The pro and cons of using Mathematica for simulations

Why use Mathematica for simulations?

1. Programming is fast. Especially for smaller simulations, I find that I can solve a given problem using Mathematica in one half to one tenth of the time it would take me to solve it using Pascal, my previous language of choice. There are a number of reasons for this, many of which will become apparent in the course of this tutorial.

2. Output is pretty.  As you will already know if you've played around with the graphics routines provided in Mathematica, it is easy to generate all sorts of fancy customized representations of your data, from contour plots to pie charts to three-dimensional surfaces. Unfortunately, getting these fancy representations up to publication quality is not so easy - but I cover those issues in a separate tutorial.

3. Code is elegant. Once you get the hang of using Mathematica as it was designed to be used, instead of as a poor substitute for a procedural language like C or Pascal, I suspect you find that your code is extremely elegant. For many kinds of problems, a simulation written properly in Mathematica will be less than a tenth as long as the equivalent written in Pascal, and far easier to understand at a glance.

4. Programs are easy to debug. This one you'll just have to see you for yourself. I personally find that in Mathematica programs it is maybe a tiny bit harder to fix syntax errors, but it is far easier to find logical errors.  Using Mathematica, it is easier to independently test each component of the program to make sure it is functioning as you intend. And this worth a lot - I have never worried that I might be about to publish results based on a simulation with syntax errors, after all. I wish I could say the same of logical errors.

5. Programs mirror the processes that they simulate. I find that Mathematica simulations more closely mirror the actual mathematical structure of the processes that they are designed to simulate. This makes it easier to catch logical errors (as mentioned above), and also can really help you understand the nature of the system with which you are working.

6. Data is easily displayed in multiple forms. When programming in C or Pascal, I sometimes want to see my data summarized in a different format, but often it's pain to actually do so, and I decide not to bother. This can be a real loss, because sometimes by switching perspective on the data one can see entirely new aspects of the system being studied. In Mathematica, I find it very easy to look at the data in multiple ways. This holds for a number of reasons; among them is the ease with which Mathematica manipulates lists and multidimensional arrays and extracts data from them, the ease with which various graphical summaries can be produced, and the general trend in Mathematica programming of storing al the data generated in the simulation and only after the fact summarizing the results via various measures (this approach is treated in detail below).

Why avoid Mathematica for simulations?

1. Computational speed is slow. I have not done the benchmarks myself, but Mathematica is clearly not as quick as C for doing many computationally-intensive tasks. If you have a really big simulation that is going to take days to weeks to run, people claim that you can get up to hundred-fold increases in speed by programming in tight efficient C.

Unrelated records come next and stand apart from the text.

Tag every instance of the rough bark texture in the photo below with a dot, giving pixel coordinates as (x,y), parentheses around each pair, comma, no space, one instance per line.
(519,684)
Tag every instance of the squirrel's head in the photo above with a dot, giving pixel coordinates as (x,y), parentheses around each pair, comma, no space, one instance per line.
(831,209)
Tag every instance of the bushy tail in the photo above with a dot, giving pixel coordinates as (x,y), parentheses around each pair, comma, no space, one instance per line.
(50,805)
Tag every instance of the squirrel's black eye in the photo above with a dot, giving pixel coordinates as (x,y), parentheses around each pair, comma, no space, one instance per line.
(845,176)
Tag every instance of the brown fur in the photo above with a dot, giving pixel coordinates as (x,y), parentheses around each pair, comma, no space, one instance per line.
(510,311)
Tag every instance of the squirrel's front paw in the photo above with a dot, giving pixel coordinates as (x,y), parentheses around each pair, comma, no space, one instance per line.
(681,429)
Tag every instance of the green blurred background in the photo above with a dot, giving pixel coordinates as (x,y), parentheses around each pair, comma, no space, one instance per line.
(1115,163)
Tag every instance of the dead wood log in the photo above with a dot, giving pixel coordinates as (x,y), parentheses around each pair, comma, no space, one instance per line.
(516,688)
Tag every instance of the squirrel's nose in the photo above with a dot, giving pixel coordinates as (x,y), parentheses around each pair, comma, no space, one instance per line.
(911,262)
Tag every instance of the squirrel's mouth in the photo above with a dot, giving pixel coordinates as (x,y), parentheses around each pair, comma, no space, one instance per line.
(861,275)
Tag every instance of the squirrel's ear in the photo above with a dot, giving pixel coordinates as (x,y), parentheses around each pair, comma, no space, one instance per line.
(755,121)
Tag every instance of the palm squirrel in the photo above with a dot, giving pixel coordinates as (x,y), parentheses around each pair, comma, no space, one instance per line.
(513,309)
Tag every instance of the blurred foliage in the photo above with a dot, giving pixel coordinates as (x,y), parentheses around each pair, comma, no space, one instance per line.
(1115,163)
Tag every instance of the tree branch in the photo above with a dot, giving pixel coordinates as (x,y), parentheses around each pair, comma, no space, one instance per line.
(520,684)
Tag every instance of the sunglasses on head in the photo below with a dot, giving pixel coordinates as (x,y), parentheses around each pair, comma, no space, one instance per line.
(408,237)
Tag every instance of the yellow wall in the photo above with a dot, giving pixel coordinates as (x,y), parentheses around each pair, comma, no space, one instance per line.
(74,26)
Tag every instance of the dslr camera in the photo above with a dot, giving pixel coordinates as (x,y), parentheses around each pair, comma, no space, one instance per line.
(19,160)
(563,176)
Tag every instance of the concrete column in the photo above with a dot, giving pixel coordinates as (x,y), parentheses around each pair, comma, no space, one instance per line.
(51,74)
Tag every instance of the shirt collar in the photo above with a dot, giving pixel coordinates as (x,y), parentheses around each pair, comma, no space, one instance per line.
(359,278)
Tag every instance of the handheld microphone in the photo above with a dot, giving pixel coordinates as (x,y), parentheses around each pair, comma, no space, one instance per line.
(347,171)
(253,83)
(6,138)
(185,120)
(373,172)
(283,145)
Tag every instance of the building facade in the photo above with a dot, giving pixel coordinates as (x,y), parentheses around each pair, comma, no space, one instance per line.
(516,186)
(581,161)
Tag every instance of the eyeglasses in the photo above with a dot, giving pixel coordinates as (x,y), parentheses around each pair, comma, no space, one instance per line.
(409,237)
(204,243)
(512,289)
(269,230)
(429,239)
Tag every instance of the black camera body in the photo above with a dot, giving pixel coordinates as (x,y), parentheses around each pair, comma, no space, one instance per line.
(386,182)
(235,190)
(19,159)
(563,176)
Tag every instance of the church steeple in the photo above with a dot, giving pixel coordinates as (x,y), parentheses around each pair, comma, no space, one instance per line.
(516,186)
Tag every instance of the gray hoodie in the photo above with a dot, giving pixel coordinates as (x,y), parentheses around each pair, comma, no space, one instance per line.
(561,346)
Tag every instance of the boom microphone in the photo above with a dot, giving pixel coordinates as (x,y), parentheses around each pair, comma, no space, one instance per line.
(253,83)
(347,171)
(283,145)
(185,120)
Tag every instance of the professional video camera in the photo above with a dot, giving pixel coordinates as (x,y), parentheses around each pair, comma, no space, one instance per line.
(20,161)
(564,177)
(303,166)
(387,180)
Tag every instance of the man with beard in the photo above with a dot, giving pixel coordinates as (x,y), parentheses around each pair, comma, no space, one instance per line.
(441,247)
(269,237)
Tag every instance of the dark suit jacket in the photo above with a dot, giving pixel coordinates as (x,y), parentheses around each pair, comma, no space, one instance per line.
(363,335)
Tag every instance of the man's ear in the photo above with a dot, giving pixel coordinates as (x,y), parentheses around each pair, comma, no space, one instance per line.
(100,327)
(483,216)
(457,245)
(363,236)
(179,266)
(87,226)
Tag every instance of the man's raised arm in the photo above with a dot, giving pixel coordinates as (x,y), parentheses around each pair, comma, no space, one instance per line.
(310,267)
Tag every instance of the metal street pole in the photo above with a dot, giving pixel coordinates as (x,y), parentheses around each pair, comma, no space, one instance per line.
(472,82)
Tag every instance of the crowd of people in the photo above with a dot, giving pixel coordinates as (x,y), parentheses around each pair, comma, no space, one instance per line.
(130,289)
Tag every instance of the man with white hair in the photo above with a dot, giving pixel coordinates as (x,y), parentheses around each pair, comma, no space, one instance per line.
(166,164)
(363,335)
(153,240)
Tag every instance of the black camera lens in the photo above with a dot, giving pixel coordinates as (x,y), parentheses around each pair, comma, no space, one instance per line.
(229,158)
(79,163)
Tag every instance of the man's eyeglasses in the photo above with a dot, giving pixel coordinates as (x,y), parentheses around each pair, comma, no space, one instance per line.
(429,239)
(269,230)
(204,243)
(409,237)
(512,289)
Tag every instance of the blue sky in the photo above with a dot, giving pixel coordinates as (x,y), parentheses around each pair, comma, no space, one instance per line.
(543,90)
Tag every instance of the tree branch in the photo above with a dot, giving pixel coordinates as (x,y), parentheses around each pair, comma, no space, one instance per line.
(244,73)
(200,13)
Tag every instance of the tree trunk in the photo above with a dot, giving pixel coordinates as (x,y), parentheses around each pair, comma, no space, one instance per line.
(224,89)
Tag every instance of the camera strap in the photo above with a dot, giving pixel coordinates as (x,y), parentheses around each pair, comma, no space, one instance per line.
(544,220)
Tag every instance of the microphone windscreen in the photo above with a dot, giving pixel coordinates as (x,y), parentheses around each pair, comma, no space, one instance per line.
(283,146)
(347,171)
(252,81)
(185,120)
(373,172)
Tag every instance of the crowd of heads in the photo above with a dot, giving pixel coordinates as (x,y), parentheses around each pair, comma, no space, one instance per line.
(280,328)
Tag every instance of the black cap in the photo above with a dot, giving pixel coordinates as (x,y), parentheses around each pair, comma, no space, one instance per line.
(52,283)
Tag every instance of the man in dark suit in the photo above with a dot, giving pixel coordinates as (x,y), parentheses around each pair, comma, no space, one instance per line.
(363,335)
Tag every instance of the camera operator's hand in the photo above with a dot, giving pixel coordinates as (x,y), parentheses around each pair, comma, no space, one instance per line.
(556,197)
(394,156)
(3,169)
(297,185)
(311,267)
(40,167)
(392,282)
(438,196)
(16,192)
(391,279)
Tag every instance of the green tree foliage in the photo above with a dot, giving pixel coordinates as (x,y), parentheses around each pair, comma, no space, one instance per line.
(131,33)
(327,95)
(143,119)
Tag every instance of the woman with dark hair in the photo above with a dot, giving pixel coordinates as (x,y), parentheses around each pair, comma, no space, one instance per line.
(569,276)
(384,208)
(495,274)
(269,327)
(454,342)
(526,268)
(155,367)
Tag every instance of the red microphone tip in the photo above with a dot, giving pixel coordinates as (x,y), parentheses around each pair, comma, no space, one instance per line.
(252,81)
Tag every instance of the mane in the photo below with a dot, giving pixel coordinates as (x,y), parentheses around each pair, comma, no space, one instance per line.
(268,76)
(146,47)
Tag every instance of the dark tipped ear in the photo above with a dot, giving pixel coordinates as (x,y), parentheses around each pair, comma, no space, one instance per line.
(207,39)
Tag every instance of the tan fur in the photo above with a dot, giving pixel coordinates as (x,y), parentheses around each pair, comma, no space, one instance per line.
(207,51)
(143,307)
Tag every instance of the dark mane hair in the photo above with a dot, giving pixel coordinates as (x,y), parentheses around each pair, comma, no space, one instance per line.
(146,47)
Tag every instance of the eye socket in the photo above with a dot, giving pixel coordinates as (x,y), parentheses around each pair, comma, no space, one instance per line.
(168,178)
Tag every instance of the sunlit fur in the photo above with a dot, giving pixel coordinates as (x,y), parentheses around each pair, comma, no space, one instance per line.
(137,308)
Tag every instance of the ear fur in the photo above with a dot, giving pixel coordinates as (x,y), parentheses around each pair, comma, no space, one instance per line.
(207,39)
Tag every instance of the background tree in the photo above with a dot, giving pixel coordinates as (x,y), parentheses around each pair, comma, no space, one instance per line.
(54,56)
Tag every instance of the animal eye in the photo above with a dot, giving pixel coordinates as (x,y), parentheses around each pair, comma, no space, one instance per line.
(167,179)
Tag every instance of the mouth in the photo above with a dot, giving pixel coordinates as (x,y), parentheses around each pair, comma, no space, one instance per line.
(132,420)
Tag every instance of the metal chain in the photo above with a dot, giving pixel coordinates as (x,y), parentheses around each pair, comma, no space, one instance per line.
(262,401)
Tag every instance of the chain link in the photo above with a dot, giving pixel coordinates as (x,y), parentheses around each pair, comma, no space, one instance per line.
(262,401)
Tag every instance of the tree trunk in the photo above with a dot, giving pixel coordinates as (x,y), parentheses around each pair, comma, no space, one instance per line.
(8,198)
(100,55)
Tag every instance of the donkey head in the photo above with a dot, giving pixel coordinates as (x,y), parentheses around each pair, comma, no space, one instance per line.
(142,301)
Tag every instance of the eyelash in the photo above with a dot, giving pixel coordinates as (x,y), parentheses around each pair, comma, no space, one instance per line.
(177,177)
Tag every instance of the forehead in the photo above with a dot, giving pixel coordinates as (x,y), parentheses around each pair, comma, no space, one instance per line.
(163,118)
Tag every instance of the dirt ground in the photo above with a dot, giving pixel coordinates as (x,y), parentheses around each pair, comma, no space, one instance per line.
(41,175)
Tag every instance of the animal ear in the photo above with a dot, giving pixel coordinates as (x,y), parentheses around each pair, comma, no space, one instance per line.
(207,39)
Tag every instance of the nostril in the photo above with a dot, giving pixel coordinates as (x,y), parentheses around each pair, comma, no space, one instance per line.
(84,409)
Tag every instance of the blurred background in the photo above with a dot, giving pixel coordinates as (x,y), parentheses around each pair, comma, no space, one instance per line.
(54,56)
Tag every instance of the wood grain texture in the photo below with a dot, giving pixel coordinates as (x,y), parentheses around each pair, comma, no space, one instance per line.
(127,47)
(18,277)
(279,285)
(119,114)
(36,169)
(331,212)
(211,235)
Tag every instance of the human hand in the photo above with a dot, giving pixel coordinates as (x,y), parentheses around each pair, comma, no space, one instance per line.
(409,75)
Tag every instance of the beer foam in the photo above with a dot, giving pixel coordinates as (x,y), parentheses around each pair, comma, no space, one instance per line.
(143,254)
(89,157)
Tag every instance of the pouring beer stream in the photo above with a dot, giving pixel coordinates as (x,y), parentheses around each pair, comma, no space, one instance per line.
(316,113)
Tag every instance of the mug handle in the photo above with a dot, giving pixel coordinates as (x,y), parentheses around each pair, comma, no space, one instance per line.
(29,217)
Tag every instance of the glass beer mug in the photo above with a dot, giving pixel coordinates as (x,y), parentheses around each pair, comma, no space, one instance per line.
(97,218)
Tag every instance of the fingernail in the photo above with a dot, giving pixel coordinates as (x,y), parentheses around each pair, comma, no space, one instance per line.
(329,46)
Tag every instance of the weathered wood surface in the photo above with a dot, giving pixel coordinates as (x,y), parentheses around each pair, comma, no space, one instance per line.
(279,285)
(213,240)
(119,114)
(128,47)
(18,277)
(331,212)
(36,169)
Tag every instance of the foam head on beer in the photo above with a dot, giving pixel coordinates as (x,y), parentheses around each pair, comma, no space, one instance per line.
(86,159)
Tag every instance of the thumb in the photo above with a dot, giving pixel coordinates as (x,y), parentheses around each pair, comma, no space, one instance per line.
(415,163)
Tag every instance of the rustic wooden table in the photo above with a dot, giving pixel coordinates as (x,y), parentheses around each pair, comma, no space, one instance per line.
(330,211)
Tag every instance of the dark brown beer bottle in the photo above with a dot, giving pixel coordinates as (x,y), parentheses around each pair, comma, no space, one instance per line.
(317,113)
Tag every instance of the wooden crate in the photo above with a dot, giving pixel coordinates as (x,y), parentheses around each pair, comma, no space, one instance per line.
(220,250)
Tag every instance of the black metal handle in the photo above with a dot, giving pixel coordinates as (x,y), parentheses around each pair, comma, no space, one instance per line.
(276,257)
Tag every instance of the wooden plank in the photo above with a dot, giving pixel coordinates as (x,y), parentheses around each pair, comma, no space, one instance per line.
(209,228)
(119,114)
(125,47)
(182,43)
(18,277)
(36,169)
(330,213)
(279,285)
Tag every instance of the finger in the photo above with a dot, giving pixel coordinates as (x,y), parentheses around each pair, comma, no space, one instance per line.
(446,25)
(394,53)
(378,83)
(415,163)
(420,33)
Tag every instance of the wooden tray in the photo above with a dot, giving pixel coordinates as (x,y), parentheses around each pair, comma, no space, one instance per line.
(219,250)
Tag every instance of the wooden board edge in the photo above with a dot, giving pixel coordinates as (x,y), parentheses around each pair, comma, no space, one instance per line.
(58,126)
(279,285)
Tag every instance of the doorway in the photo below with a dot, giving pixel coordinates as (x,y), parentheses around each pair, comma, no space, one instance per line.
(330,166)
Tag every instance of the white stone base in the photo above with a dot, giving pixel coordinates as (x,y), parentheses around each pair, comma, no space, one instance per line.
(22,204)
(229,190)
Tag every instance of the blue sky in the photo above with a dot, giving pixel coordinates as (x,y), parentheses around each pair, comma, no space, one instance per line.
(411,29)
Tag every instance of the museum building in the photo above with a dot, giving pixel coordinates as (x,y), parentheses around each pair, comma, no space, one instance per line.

2. Syntax can be difficult. There is definately a learning curve where syntax is concerned. Mathematica syntax can seem rigid (though almost always for very good reason, once you understand why things work as they do). Moreover the error messages can be extremely confusing. Often a program or a line of code will not work, and the associated error message will give you almost no clue what could be going wrong. You get over this, in time. One learns how to interpret the error messages that once seemed cryptic, and quickly find any problems. Moreover, any difficulties in finding and fixing syntax errors are more than compensated for by the improvements in finding and fixing logical errors, in my experience.

3. User interface programming seems tricky. Writing programs with bulletproof user interfaces - particularly for end-users with no Mathematica background - seems difficult. I honestly don't have enough experience with this to be certain one way or the other. Perhaps further experience, or experience with Mathematica 4.0  will change my mind here.

4. Mathematica is proprietary software. Even worse than that, it is protected by an absurdly complicated, rarely functional, and hopelessly frustrating on-line registration and password scheme that - in my personal experience - usually imposes at least a day's wait between installing and actually using the program. I would imagine that the hassles involved would drive away ten paying customers for every pirate that they deter. It's a very useful piece of proprietary software, and no comparable GPL alternative is available, but it is still proprietary, and the licensing system seems to me to exemplify the very worst characteristics of proprietary software.